Dimanche, 19 Avril 2020 à 17h00 - Source :Chronique Animation

Poursuivant sa formule consistant en un film annuel, Détective Conan voit son sixième long-métrage atteindre les salles obscures du Japon le 20 avril 2002, avec pour titre Baker Street no Bôrei. Sans grande surprise, Kenji Kodama reprend le flambeau en tant que réalisateur, mais une originalité vient cette fois marquer l'écriture du scénario. Ce n'est pas Kazunari Kôchi qui se charge de l'intrigue du long-métrage, mais Hisashi Nozawa, un écrivain japonais spécialisé dans le roman policier, dont les œuvres lui vaudront plusieurs prix littéraires comme le Prix Kuniko Mukôda et le Prix Edogawa Ranpo. Malheureusement, l'homme de lettres mettra fin à ses jours un peu plus de deux ans après la sortie du film, en 2004.

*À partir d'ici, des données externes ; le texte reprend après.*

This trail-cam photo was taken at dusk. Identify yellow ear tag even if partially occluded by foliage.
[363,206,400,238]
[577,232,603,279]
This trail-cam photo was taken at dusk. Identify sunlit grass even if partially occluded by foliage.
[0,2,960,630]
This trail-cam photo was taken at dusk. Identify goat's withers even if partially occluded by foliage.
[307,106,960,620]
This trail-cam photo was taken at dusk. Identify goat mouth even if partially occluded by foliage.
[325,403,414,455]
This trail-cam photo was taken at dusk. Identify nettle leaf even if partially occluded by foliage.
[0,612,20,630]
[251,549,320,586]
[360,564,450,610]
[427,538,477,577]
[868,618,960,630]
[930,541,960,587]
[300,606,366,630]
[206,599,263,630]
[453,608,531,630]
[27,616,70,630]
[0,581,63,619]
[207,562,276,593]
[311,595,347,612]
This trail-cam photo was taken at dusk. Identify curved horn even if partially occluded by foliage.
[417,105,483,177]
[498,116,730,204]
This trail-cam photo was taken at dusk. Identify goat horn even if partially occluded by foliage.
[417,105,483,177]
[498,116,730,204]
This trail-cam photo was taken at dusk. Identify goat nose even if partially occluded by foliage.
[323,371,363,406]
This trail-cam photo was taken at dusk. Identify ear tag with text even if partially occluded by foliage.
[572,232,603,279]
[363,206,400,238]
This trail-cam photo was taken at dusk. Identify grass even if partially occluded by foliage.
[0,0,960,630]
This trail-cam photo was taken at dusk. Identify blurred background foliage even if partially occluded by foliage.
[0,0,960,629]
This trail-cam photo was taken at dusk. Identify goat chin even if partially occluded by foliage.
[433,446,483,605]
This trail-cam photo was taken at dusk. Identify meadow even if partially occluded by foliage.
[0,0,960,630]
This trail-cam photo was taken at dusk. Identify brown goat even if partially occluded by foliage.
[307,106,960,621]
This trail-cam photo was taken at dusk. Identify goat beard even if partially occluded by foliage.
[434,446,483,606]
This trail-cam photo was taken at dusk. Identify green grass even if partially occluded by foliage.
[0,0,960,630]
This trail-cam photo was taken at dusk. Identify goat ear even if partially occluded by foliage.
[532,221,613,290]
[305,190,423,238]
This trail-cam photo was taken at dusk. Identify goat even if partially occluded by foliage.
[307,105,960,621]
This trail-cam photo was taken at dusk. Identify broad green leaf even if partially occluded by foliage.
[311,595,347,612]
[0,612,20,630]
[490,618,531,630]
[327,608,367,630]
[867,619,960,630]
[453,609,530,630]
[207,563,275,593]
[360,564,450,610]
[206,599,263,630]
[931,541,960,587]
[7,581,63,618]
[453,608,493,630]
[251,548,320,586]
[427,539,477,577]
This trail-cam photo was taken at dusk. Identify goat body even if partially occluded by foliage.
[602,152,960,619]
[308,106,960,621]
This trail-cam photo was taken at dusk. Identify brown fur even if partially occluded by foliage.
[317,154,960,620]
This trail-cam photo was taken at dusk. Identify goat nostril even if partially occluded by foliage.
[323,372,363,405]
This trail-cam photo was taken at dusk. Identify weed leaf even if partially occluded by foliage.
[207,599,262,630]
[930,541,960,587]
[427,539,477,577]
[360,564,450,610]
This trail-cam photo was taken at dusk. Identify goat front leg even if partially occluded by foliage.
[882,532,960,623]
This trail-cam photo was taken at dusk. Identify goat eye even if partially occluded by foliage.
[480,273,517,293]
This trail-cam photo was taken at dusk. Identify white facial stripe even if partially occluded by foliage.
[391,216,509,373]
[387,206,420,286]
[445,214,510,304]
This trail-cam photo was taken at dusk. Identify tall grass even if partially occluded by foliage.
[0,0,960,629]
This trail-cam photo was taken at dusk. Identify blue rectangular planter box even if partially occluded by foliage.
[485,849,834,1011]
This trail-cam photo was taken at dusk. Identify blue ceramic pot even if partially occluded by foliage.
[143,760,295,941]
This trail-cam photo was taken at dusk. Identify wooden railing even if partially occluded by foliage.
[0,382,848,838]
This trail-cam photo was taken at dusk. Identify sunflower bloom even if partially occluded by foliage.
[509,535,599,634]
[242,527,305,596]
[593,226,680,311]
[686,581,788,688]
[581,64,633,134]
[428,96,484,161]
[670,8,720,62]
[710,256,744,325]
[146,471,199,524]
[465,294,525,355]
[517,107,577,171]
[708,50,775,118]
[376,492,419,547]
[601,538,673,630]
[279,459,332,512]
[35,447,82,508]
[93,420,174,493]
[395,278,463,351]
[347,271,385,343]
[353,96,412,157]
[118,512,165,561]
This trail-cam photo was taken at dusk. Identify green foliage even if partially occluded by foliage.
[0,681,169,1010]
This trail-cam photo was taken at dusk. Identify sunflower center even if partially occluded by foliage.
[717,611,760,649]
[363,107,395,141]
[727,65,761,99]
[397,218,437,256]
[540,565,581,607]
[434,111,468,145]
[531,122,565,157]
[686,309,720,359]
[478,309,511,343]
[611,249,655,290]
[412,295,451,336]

En France, il convient de noter que le métrage est le premier inédit à paraître depuis 2009, année de sortie de « Décompte aux cieux » aux éditions Kazé. En même temps que les 5 premiers films et les 10 suivants, ce sixième opus paraît dans une édition combo DVD et Blu-ray début 2020, chez l'éditeur Black Box, et sous le titre « Le Fantôme de Baker Street ».


Entre polar et jeu-vidéo en VR

L'implication de Hisashi Nozawa dans l'écriture du film laissait forcément présager une histoire qui sort de l'ordinaire, par rapport à ce qu'on avait pu connaître précédemment dans la saga. Le métrage débute lorsqu'un enfant surdoué, Hiroki, achève le programme qu'il préparait : L'Arche de Noé. Une œuvre qu'il met au point juste avant de mettre fin à ses jours, sautant du building où il travaillait.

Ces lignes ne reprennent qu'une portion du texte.